Last summer I heard an interview with an illustrator who said that to really understand someone you should try drawing them. I decided to try and understand the President but realized I wouldn’t be able to do that from memory so I searched some images on the internet. There weren’t a lot of flattering images of the him. I’m not sure if that is a reflection of him, the media’s portrayal of him, or the algorithms of my search engine that contributed to that. Most likely this was a combination of all of these factors. Eventually I selected an image from The Apprentice since I thought it was the most accurate portrayal of the person he imagines himself to be.
Once again, I wasn’t coming up with a flattering image.
So I decided to trace him.
A year later, a pandemic has the world in a holding pattern, one in 4 workers in the US has filed for unemployment and the city I called home for two decades is literally on fire. I’m done trying to portray him in a flattering image but I do think I have a better understanding of him.
I love my neighborhood. I love where I live. When I moved to Rogers Park a year ago I had no idea that the tree lined streets, proximity to Lake Michigan, and odd collection of neighbors would bring me daily joy. Last month that got shaken when back to back shootings claimed the lives of two of my neighbors. I didn’t expect to be on alert as I walked the streets I call home. What I feel, though, pales in comparison to the families and friends of those lost and those targeted by the mass shootings that have taken place in the weeks since my community was first shaken.
Much has been written and will be written about this time in history. On a global scale, I live a live of privilege and I know I take that for granted more than I intend. I also know that in spite of that, some days life is just difficult.

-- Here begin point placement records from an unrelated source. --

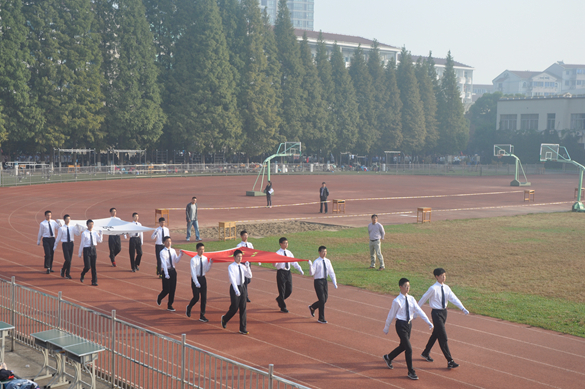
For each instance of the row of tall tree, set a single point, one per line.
(208, 76)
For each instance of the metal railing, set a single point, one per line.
(134, 357)
(43, 174)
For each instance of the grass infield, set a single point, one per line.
(526, 269)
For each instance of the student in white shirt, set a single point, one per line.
(439, 295)
(135, 245)
(157, 236)
(89, 240)
(200, 265)
(66, 236)
(168, 260)
(404, 309)
(47, 234)
(320, 270)
(284, 275)
(237, 271)
(245, 243)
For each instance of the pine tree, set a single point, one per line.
(453, 127)
(392, 130)
(315, 137)
(427, 97)
(257, 100)
(133, 113)
(294, 109)
(202, 105)
(368, 133)
(345, 114)
(324, 73)
(20, 120)
(65, 75)
(413, 120)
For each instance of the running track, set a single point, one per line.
(347, 352)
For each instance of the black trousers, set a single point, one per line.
(48, 244)
(169, 287)
(322, 294)
(89, 261)
(323, 203)
(201, 291)
(403, 329)
(157, 249)
(237, 303)
(135, 249)
(439, 332)
(115, 246)
(67, 255)
(284, 285)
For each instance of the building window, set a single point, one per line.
(529, 121)
(550, 121)
(578, 121)
(508, 122)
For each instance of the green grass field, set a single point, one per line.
(525, 269)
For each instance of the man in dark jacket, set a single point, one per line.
(323, 193)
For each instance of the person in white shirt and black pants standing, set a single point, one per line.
(47, 234)
(237, 271)
(135, 246)
(158, 236)
(404, 309)
(168, 260)
(283, 274)
(377, 233)
(200, 265)
(66, 236)
(245, 243)
(89, 239)
(320, 270)
(439, 295)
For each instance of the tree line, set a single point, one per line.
(208, 76)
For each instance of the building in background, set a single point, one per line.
(301, 12)
(527, 83)
(553, 113)
(348, 44)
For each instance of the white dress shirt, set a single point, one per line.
(398, 311)
(317, 269)
(62, 234)
(160, 233)
(44, 231)
(282, 265)
(435, 297)
(138, 234)
(165, 260)
(199, 267)
(86, 240)
(376, 231)
(235, 275)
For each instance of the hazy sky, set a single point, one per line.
(490, 36)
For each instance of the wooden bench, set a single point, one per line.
(338, 205)
(423, 212)
(228, 229)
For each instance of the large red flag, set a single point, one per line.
(250, 255)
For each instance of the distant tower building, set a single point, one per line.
(301, 12)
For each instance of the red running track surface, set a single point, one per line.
(347, 352)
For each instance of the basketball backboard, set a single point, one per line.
(503, 150)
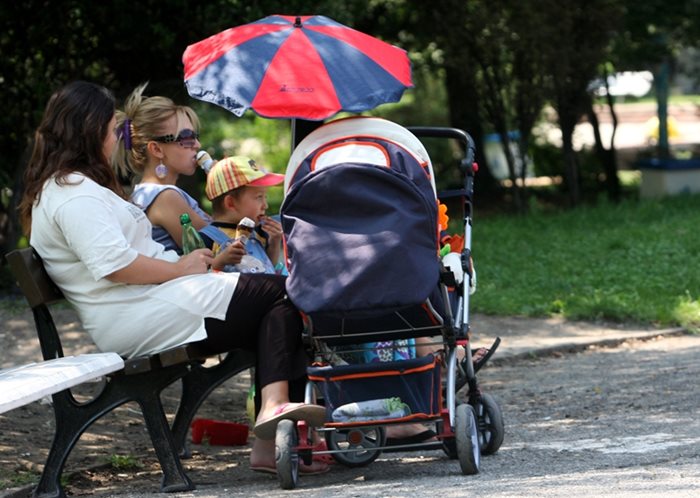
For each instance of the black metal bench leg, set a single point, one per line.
(72, 419)
(196, 387)
(174, 477)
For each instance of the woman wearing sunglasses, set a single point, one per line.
(133, 296)
(159, 141)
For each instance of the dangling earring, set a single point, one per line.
(161, 170)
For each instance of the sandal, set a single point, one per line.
(314, 415)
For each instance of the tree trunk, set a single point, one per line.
(571, 173)
(607, 157)
(464, 114)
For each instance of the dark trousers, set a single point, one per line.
(262, 319)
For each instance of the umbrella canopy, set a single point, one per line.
(307, 67)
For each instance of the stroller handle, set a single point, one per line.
(455, 133)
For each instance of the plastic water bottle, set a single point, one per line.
(191, 239)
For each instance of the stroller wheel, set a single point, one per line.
(467, 438)
(357, 445)
(286, 456)
(490, 422)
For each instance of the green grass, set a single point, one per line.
(634, 262)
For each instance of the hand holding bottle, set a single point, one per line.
(197, 261)
(230, 254)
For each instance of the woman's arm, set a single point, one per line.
(145, 270)
(165, 211)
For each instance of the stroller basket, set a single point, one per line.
(396, 391)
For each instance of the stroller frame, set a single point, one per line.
(464, 431)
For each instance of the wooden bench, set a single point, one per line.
(27, 383)
(139, 379)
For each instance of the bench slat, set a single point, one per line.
(29, 383)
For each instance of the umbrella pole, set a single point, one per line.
(301, 128)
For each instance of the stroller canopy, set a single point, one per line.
(360, 220)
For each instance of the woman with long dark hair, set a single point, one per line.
(133, 296)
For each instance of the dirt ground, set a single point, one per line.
(115, 455)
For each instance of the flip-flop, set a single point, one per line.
(314, 415)
(304, 471)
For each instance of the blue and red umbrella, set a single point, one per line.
(306, 67)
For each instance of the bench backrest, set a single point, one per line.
(36, 285)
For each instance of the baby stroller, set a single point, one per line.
(360, 218)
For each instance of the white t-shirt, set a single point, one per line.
(84, 232)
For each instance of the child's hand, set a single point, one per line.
(229, 255)
(273, 229)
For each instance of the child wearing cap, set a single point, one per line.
(237, 187)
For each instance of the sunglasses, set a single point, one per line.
(186, 138)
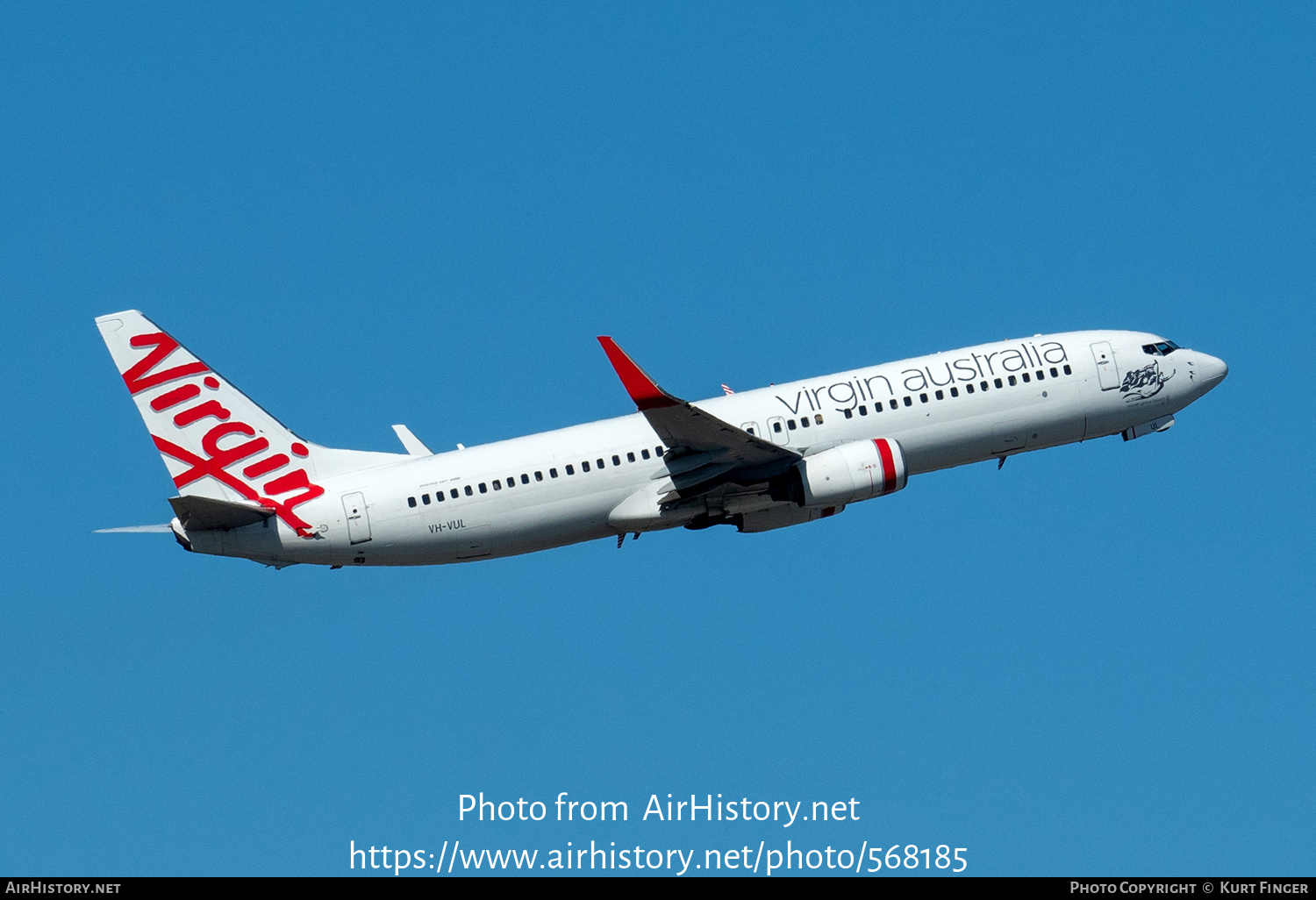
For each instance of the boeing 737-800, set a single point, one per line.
(758, 460)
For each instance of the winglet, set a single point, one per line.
(642, 389)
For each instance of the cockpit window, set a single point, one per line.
(1160, 347)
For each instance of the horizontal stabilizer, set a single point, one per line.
(202, 513)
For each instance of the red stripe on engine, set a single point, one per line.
(889, 466)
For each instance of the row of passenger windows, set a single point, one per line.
(511, 482)
(791, 424)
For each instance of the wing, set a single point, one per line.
(703, 450)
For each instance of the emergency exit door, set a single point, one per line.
(358, 521)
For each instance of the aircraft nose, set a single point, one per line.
(1212, 370)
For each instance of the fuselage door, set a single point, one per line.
(358, 523)
(1107, 373)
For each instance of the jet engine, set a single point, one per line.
(847, 474)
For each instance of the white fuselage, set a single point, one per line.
(560, 487)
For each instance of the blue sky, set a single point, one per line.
(1095, 661)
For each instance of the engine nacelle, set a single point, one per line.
(847, 474)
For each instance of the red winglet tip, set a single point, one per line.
(642, 389)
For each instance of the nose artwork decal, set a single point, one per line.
(1144, 383)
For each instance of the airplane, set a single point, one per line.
(758, 460)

I feel disheveled. I feel angry. I want the world to be a better place for all and I honestly don’t understand what motivates people to act the way they do, vote the way they vote, kill the way they kill. I want people to find contentment and I wish there was a way I could make that happen and do so that wasn’t at the cost of another person’s sense of contentment.
Last year at the holidays I sent postcards with a photo my mom took of me the week I moved here. It was my way of connecting with people and with sharing the news of my big news (and my new address). This year I look at that photo and see the sense of hope I had. I still have that sense of hope, even if I feel like it has been run through a blender.
In cleaning out my office today I ran some documents through the shredder. As I looked through the contents I realized the documents are all still there, it just requires a lot of work to put all of the pieces back together in the right order. I feel the same way about American culture. I feel like we’ve been through a blender. All of the pieces that were always there are still there and they likely aren’t going away but they aren’t in the order that made sense before. They aren’t in the right order. I’m not sure if there is a “right” order any more. I do think there is a new order, though, where we can recapture the hope that the country was founded on and I do think there is a way to do that that isn’t on the backs of the disenfranchised. I just don’t know how to get there. I do think, though, that it is possible through careful, meticulous reassembly that won’t always make sense and won’t always feel good. Guess I better make myself comfortable. It is going to be a long journey.
There are a lot of messages out there. Some I don’t find particularly helpful.
But others give me pause and bring me hope.
What message am I sending? What message are you sending?
I’m not much of a Tarot person. I have had my cards read twice in my life, both times by self-taught middle-aged gay men who were admittedly a little “woo-woo.” While I don’t know much about the history, I do like the idea of using seemingly randomly selected cards to help interpret meaning from life. Often things seem a little vague but I asked a question of a Tarot App recently and got the following card.
I won’t go into the details of the question I asked but I will say that it had to do with a relationship that I had been debating whether to continue–a friendship that was up for pruning. I had spent much of 2016 and 2017 “cleaning the attic” of my life, both literally and figuratively. Some of that cleaning involved possessions, some of it involved habits. Some of the most dramatic parts of it involved relationships. As someone who has spent much of her life building relationships it has been very difficult for me to let some of them go. I did discover, though, that there was liberation in the letting go and that pruning a branch of dead leaves allows new ones to grow.
I looked at many relationships and decided to do some pruning. Some were more obvious than others. There was one in particular that was particularly challenging to make a decision about because that person had been so helpful in putting me on the path toward recovery. At the same time, though, that person contributed to my self doubt and my ongoing challenges with self esteem.
So I sat with the decision, or rather the indecision. And sat with it. Eventually I started to see patterns in this friendship that I had seen in some of the relationships that I had pruned. And then I asked Tarot if this person replaces the hole in my life left by the people I had already cut out.
I turned up the Ten of Swords. Oddly, another friend of mine turned up the same card when asking about whether and how to continue some of her tricky relationships. Her reader said that she’s looking at relationships that are not only dead but withering off the vine. “One sword would have done it,” she commented, “but you have ten.”
What strikes me most about this card is the description, “Do not martyr yourself to the needs of others.” If there was a theme for the last two years of my life, that comes pretty close.
So I grabbed the pruning shears and I made a careful cut. I already feel new life within myself, a new creativity. I don’t know where it will take me but I’m curious to see where it goes.